22-04-1914 Jones till Freud

22 April 1914

69 Hamn, London

Cher professeur Freud,

Quelle journée pleine de rebondissements ! D’abord votre lettre, puis l’annonce par Jung de son abdication (1), manifestement parce qu’il a compris que sa position n’était plus tenable. Ainsi donc, ma prédiction s’est trouvée confirmée : « Donnez suffisamment de corde à un chien, il finira par se pendre», et notre politique fabienne est justifiée (3) ! J’ai brièvement accusé réception de sa lettre, et attends maintenant vos instructions. Allez-vous encore différer notre réunion jusqu’en juil­let, ou sera-t-il nécessaire de nommer plus tôt un successeur à des fins administra­tives ? Je suggérerais que tout le monde se retrouve à Berlin, parce que vous pou­vez y aller du jour au lendemain, et un dimanche, quel qu’il soit. Parmi les Obmänner, le seul opposant en dehors de Zurich est Seif, et on risquerait moins de le voir débarquer à Berlin qu’à Munich. Au passage, pourquoi Jung écrit-il notre Verein, au lieu de Vereinigung ?

Merci des nouvelles concernant Loe. J’imagine qu’elle n’a pas encore de projets. J’ai été scandalisé d’apprendre l’attitude de la famille de Jones, et je me demande à qui vous faites allusion. Vous me ferez certainement signe sur-le-champ si, à un moment ou à un autre, je puis lui être de quelque secours, à cet égard ou à un autre.
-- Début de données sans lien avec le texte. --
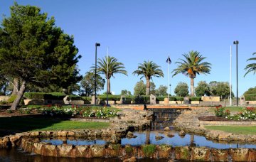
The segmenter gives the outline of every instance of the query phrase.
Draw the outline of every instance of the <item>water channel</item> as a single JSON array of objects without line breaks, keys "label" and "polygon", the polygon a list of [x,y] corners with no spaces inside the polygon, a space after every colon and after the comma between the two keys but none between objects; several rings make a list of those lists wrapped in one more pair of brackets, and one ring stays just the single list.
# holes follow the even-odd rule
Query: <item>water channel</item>
[{"label": "water channel", "polygon": [[[150,111],[150,110],[149,110]],[[153,110],[151,110],[153,111]],[[133,132],[136,138],[122,138],[119,144],[122,146],[129,144],[138,146],[144,144],[168,144],[172,146],[206,146],[215,148],[256,148],[256,144],[245,144],[233,141],[228,143],[225,141],[214,141],[206,139],[204,136],[196,134],[186,134],[184,136],[178,136],[172,126],[172,122],[182,110],[165,109],[154,110],[154,119],[150,129],[143,131]],[[171,112],[170,112],[171,111]],[[164,131],[165,126],[169,126],[171,131]],[[170,136],[171,134],[171,136]],[[162,136],[161,139],[156,139],[156,136]],[[49,142],[53,145],[60,145],[63,143],[73,145],[93,145],[105,144],[107,141],[102,139],[38,139],[44,142]],[[122,161],[119,158],[72,158],[48,157],[39,155],[31,155],[23,150],[16,148],[11,149],[0,149],[0,161]],[[138,161],[149,161],[149,159],[139,159]],[[150,161],[167,161],[167,159],[150,159]]]}]

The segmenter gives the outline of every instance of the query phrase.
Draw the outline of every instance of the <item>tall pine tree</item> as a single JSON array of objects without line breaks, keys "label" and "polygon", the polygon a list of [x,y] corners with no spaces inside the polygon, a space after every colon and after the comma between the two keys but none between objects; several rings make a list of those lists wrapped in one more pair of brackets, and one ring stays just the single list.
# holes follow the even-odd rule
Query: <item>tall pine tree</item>
[{"label": "tall pine tree", "polygon": [[0,27],[1,75],[21,80],[11,109],[16,109],[28,83],[66,89],[81,80],[78,52],[73,37],[56,27],[53,17],[38,7],[15,3]]}]

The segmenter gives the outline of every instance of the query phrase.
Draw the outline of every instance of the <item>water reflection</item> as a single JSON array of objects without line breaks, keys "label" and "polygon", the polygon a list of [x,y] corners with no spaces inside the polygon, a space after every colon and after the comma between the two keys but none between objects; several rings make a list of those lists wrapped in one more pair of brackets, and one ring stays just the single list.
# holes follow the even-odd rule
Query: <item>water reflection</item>
[{"label": "water reflection", "polygon": [[[178,131],[171,127],[171,131],[164,131],[164,130],[157,131],[135,131],[134,135],[136,138],[122,138],[120,140],[121,145],[129,144],[139,146],[143,144],[167,144],[172,146],[206,146],[215,148],[256,148],[256,144],[245,144],[239,142],[227,142],[210,141],[204,136],[186,134],[184,136],[178,136]],[[161,139],[158,139],[157,136],[161,136]],[[59,139],[40,139],[41,141],[51,143],[54,145],[68,144],[72,145],[93,145],[93,144],[110,144],[110,139],[74,139],[74,138],[59,138]]]}]

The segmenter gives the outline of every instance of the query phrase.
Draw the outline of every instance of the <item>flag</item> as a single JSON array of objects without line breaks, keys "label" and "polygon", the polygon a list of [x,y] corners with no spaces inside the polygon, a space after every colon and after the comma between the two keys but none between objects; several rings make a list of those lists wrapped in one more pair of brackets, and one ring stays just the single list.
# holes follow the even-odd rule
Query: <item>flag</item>
[{"label": "flag", "polygon": [[168,63],[169,64],[171,64],[171,60],[170,56],[168,56],[168,58],[167,58],[167,60],[166,60],[166,63]]}]

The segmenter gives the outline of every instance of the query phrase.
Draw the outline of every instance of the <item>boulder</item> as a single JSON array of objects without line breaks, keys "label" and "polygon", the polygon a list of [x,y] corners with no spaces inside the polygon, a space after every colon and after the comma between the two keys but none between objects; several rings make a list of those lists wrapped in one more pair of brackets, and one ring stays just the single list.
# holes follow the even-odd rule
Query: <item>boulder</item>
[{"label": "boulder", "polygon": [[181,131],[178,132],[178,136],[184,136],[185,135],[186,135],[186,132],[185,132],[185,131],[183,131],[183,130],[181,130]]},{"label": "boulder", "polygon": [[155,139],[156,141],[158,141],[158,140],[161,140],[161,139],[164,139],[164,136],[156,136]]},{"label": "boulder", "polygon": [[64,102],[64,104],[71,104],[71,99],[68,95],[65,96],[63,98],[63,102]]}]

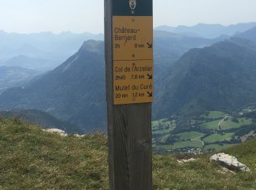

En attendant, mieux vaut que je fasse aucune allusion devant elle, car elle ou Herbert pourraient s’offusquer de mon intrusion. Voici plus de deux mois qu’elle ne m’a pas écrit, mais je suppose que c’est en raison de son indécision.

Vous avez tout à fait raison au sujet de Morton Prince. C’est un compagnon amusant et charmant, mais c’est un parfait imbécile. Il y a longtemps que j’ai aban­donné tout espoir de lui faire comprendre un traître mot à la psychologie, mais je le trouve utile à plusieurs égards.

Je connais un peu Garvin. C’est un homme très équilibré, bien disposé envers nous, mais qui s’intéresse surtout à la psychiatrie organique.

Tout se passe très bien ici, et nous attendons la visite de Sachs.

Je vois que vous avez déjà commencé à compter les semaines qui vous restent avant les vacances. C’est une période fatigante, et j’espère de tout cœur que vous serez bientôt ragaillardi, par exemple par les nouvelles de Küsnacht(3).

Très affectueusement à vous

Jones.


1. Lettre circulaire de Jung aux présidents des sociétés-membres, datée du 20 April 1914, pour annoncer sa démission de la présidence de l’International Psychoanalytic Association ; voir McGuire (1974, p. 551).

2. Politique de patience, à l’image de celle du général romain Fabius Cunctator, dont la Société fabienne de Londres avait repris le nom et qui, à force de patience et d’échappatoires, avait réussi à triompher de forces supérieures en nombre en évitant des batailles rangées.

3. Lieu de résidence de Jung, à la périphérie de Zurich.